Brightly colored, highly illustrated and detailed posters covered the walls. Last Friday in the spacious Live Oak Pavilion more than forty graduate students gathered to show off their research.
The posters read like electrical engineering diagrams in a foreign language, but they were well designed and the grad students who created them were always within earshot to explain their work. No matter how little you understood, they kept trying to relate the information to what a student in another field could understand, most of the time it worked.
“We wanted to bring graduate students together to represent their college, and to acknowledge researchers hard work being done here at FAU,” said Chip Day, the Information Coordinator for the Agency of Graduate Concerns.
FAU currently enrolls over a thousand graduate students in a hundred fields.

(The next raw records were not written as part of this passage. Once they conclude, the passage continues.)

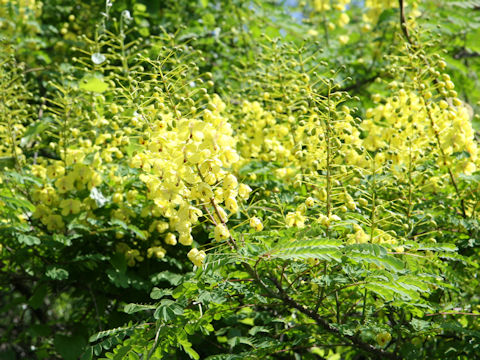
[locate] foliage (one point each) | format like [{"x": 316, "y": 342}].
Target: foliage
[{"x": 269, "y": 179}]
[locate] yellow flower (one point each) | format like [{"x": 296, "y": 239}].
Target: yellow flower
[
  {"x": 54, "y": 222},
  {"x": 65, "y": 183},
  {"x": 70, "y": 206},
  {"x": 196, "y": 257},
  {"x": 170, "y": 239},
  {"x": 256, "y": 223},
  {"x": 221, "y": 232},
  {"x": 157, "y": 251},
  {"x": 383, "y": 338}
]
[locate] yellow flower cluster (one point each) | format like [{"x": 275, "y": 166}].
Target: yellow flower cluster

The University is in the process of becoming one of the top research schools in the state of Florida.
“We want FAU to be known as a tier one research university,” stated Director Ram Chandrasekhar from the AGC in his opening speech to the crowd.

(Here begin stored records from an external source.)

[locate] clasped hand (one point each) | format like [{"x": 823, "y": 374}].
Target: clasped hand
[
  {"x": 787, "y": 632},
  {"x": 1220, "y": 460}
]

The main organizers of the event, Chip Day and President Zuzana Zajickova of the Graduate Student Association had a specific goal in mind for this event. Day said, “We wanted to open up lines of communication between usually isolated departments and colleges.”
The symposium was held in two separate rooms, one contained the science related projects, and the other was a grouping of all other fields that was labeled multi-disciplinary.
While the event ended up being mainly a science crowd, Chandrasekhar said, “We encourage all departments to get involved.”
The opening speech by Chandrasekhar was followed by the Poster Session where graduate students competed with each other in front of the panel of judges. The judges ranged from Dr. Frain from the Education department to Dr. Gary Perry Associate Dean and professor of Neuroscience.
The first place winners of the session, Mikki McComb for science, and Abu Asaduzzaman for the multi-discipline section received $100 gift certificates for Barnes and Noble. Second place winners were given $50, and third got $25.
Chandrasekhar said, “We want to solidify this as an annual event.” The AGC’s main goal is to bring together research from all fields. Several graduate departments were not at the event presenting work.